The Philippine Supreme Court ruled on Thursday that a broader sales tax was legal, ending two months of uncertainty over the centrepiece of President Gloria Macapagal Arroyo's plans to cut the country's reliance on debt.
The court's justices ruled that the expanded value-added tax was constitutional, paving the way for an annual 84 billion peso ($1.5 billion) boost to government coffers that should sharply reduce the country's hefty budget deficit.
The broadening of the tax had been frozen for two months by the court pending its ruling.
The freeze will remain until the court has ruled on any appeals against Thursday's decision, which must be filed within 15 days.
Francis Escudero, an opposition leader, said the opposition would appeal the ruling but was not optimistic they could reverse the decision.

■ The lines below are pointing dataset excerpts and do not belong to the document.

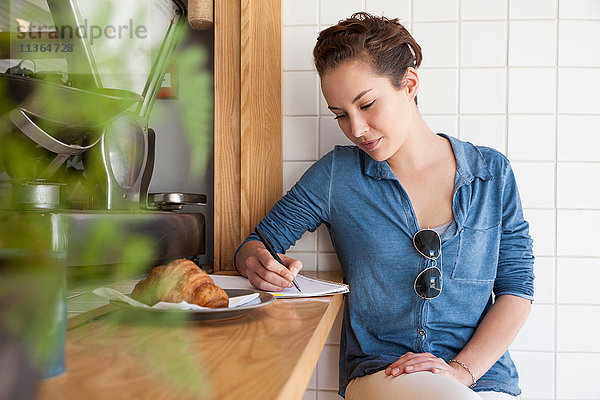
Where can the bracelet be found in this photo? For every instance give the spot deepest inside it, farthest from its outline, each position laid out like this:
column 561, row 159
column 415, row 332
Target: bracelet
column 467, row 369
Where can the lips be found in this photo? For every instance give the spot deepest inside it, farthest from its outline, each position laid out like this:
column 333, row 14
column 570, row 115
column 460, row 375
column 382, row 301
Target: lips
column 371, row 144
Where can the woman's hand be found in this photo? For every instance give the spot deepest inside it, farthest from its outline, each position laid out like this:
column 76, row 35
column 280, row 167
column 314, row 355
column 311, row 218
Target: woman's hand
column 415, row 362
column 265, row 273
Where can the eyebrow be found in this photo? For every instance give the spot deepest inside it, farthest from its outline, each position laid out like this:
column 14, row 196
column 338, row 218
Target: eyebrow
column 361, row 94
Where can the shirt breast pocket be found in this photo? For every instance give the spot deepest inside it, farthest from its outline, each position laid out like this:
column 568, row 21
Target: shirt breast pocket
column 477, row 256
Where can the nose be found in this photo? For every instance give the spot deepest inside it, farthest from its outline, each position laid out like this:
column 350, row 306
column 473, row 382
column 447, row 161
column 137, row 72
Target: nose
column 358, row 126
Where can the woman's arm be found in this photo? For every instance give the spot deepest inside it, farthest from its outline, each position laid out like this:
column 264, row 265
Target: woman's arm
column 255, row 263
column 491, row 339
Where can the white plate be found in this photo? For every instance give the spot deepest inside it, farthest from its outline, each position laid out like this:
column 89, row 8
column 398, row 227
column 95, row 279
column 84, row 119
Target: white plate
column 213, row 313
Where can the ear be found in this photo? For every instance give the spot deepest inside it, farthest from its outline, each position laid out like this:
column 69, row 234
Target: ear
column 411, row 83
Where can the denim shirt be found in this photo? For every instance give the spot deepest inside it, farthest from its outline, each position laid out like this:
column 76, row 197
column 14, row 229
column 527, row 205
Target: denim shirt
column 371, row 222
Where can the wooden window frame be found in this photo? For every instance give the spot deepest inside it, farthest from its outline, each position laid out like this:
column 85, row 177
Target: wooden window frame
column 248, row 120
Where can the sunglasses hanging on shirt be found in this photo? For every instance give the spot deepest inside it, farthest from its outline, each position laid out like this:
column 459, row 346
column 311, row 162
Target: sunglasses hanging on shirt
column 428, row 284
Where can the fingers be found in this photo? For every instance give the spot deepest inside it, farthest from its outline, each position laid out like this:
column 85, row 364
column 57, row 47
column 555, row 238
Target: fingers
column 265, row 273
column 292, row 264
column 414, row 362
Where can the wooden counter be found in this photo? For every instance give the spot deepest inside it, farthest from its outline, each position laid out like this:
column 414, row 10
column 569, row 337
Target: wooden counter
column 269, row 353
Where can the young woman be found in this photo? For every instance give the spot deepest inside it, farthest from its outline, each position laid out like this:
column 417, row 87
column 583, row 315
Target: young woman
column 428, row 229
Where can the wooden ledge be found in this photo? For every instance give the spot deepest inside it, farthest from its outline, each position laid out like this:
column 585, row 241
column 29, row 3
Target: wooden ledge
column 269, row 353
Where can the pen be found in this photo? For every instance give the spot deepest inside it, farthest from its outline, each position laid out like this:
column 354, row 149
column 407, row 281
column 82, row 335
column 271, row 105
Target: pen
column 265, row 240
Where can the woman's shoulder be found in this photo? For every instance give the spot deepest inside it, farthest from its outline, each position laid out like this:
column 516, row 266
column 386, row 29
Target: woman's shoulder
column 495, row 159
column 341, row 153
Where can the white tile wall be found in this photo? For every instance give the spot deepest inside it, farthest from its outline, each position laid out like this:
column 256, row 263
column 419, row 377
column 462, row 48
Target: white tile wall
column 522, row 76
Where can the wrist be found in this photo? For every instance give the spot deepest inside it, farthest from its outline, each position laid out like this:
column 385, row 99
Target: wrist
column 463, row 373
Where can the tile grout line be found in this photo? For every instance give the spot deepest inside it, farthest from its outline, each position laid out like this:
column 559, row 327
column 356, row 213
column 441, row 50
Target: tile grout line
column 556, row 59
column 507, row 60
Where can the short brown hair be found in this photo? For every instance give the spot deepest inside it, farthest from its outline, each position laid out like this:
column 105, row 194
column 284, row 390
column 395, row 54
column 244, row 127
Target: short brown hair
column 384, row 43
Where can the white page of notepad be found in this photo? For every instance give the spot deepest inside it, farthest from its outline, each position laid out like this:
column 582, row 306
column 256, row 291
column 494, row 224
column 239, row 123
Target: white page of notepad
column 310, row 286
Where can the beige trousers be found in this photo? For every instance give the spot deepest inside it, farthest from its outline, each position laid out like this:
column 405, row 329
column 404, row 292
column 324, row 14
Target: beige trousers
column 416, row 386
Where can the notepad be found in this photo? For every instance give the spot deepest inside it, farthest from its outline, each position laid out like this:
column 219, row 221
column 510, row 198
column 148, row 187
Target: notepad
column 311, row 287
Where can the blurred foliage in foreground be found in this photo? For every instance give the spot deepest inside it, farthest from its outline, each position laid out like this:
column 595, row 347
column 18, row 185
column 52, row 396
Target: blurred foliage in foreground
column 32, row 270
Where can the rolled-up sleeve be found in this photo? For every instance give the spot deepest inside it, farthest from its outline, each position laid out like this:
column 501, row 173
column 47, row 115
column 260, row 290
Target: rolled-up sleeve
column 515, row 263
column 304, row 207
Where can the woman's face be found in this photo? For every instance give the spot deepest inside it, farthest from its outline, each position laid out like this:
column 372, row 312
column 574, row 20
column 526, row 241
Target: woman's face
column 371, row 112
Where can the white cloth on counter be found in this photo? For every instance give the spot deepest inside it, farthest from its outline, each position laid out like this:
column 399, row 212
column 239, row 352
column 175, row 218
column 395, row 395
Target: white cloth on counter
column 112, row 294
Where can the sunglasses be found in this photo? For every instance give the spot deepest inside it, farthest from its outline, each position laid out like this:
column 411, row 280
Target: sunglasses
column 428, row 284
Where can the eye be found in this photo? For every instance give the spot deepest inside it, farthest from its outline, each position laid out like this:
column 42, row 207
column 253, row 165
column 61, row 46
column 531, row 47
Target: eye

The lifting of tax exemptions on a wide range of goods and services is set to make life harder for millions of Filipinos already feeling the strain from record-high oil prices.
Congressman Joey Salceda, an economic adviser of Arroyo, said the expanded sales tax may be implemented on October 1.
The law also gives the president the authority to raise the VAT rate to 12 percent from 10 percent from next January.
Economists, who had broadly expected the freeze to be lifted, said the law was a painful but necessary step towards wiping out a $3.2 billion budget deficit and cutting the country's debt burden, payments on which swallow a third of state spending.
The law also raises the corporate income tax to 35 percent from 32 percent for three years, with the rate falling to 30 percent after 2009.
The government expects the broader tax to help it cut its budget deficit to about 125 billion pesos next year or 2.1 percent of gross domestic product, sharply down from its target of 180 billion pesos, or 3.4 percent of GDP, this year.
It sees extra revenues of 7.5 to 10 billion pesos this year.